We review de novo the district court's denial of a motion to suppress evidence. United States v. Hall, 974 F.2d 1201, 1204 (9th Cir. 1992). We review de novo whether there was reasonable suspicion to justify a seizure, United States v. Harrington, 923 F.2d 1371, 1373 (9th Cir.), cert. denied, 112 S. Ct. 164 (1991), and subsequent frisk. United States v. Salas, 879 F.2d 530, 535 (9th Cir.), cert. denied, 493 U.S. 979 (1989). We review for clear error the district court's factual findings. United States v. Nance, 962 F.2d 860, 862 (9th Cir. 1992).
* Investigatory Stop
Bye argues that a seizure occurred for Fourth Amendment purposes when the officer initially stopped him, before the officer observed that he appeared nervous. We need not address this argument because we conclude that reasonable suspicion existed in the absence of Bye's nervousness.
A seizure or investigatory stop must be justified by "a particularized and objective basis for suspecting the particular person stopped of criminal activity." United States v. Thomas, 863 F.2d 622, 625 (9th Cir. 1988) (citations omitted). In determining whether a seizure was justified by reasonable suspicion, we must consider the "totality of the circumstances--the whole picture." United States v. Hernandez-Alvarado, 891 F.2d 1414, 1416 (9th Cir. 1989) (citations omitted).
Here, the video store clerk reported that suspicious activity had been taking place around a store for a long period of time. The officer knew the clerk to be reliable. The store was in an area that the officer knew to have a high petty crime rate and the activity was taking place at a late hour. When the officer passed by the store, he was unable to see the clerk inside, prompting him to fear that a robbery had already occurred. Taken together, these factors provided the officer with reasonable suspicion that an individual fitting Bye's description may have been engaged in criminal activity, justifying the stop. See United State v. Ramirez-Sandoval, 872 F.2d 1392, 1395 (9th Cir. 1989) (reasonable suspicion existed where police officer received information from reliable individuals that suspicious activity was taking place in area known by officer to be popular for drug dealing, officer was aware that described activity was a common mode of operation for area dealers, and activity took place only when the officer was off-duty); see also Terry v. Ohio, 392 U.S. 1, 6 (1968).

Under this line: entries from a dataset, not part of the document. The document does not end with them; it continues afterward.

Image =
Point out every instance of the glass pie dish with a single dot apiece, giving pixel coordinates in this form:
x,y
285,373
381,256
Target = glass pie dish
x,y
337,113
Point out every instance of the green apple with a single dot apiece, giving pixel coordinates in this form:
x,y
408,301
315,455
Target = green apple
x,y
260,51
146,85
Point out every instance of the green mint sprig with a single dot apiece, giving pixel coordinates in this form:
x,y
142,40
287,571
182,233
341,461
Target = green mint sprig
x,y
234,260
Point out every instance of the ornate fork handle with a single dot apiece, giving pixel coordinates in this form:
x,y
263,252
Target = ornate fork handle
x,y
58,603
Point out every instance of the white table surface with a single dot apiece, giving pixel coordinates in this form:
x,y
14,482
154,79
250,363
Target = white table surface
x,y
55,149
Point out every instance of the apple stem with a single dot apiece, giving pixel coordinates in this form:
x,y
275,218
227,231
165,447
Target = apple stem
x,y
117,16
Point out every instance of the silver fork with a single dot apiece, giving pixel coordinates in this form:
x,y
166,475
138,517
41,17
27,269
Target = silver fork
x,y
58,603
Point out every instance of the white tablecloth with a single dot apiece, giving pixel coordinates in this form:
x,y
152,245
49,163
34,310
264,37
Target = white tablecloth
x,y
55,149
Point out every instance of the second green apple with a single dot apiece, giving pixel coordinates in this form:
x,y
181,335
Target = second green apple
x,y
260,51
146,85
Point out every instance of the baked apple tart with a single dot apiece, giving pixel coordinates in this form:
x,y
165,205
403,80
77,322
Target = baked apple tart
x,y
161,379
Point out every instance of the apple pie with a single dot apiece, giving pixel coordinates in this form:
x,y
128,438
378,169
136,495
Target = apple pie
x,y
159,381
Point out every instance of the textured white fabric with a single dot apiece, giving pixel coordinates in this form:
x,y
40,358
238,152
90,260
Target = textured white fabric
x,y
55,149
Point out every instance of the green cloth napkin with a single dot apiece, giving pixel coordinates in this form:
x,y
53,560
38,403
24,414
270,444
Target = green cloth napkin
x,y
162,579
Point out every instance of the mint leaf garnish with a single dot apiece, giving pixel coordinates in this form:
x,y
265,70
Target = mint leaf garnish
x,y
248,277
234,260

Bye also argues that the subsequent frisk was not supported by reasonable suspicion. This contention lacks merit.
"If [an investigatory] stop is based on founded suspicion and the officer has reason to believe that the suspect is armed and dangerous, the officer may conduct a limited weapons search." United States v. Thomas, 863 F.2d at 628 (9th Cir. 1988) (citations omitted).
Here, Bye's suspicious activity and the officer's inability to see the clerk when he passed the store suggested that Bye may have been about to commit or already committed a robbery, making it reasonable for the officer to assume that Bye would be armed. The officer also observed that Bye appeared nervous during the course of the encounter. Taken together, these factors provided the officer with reasonable suspicion that Bye was armed and dangerous, justifying the frisk. See United States v. Alvarez, 899 F.2d 833, 839 (9th Cir. 1990) (frisk justified where corroborated details of anonymous tip noted by police officers allowed them to form reasonable suspicion that suspect was armed with explosives and officers observed large bulge underneath suspect's jacket). Therefore, the district court did not err by denying Bye's motion to suppress the evidence. See Hall, 974 F.2d at 1204.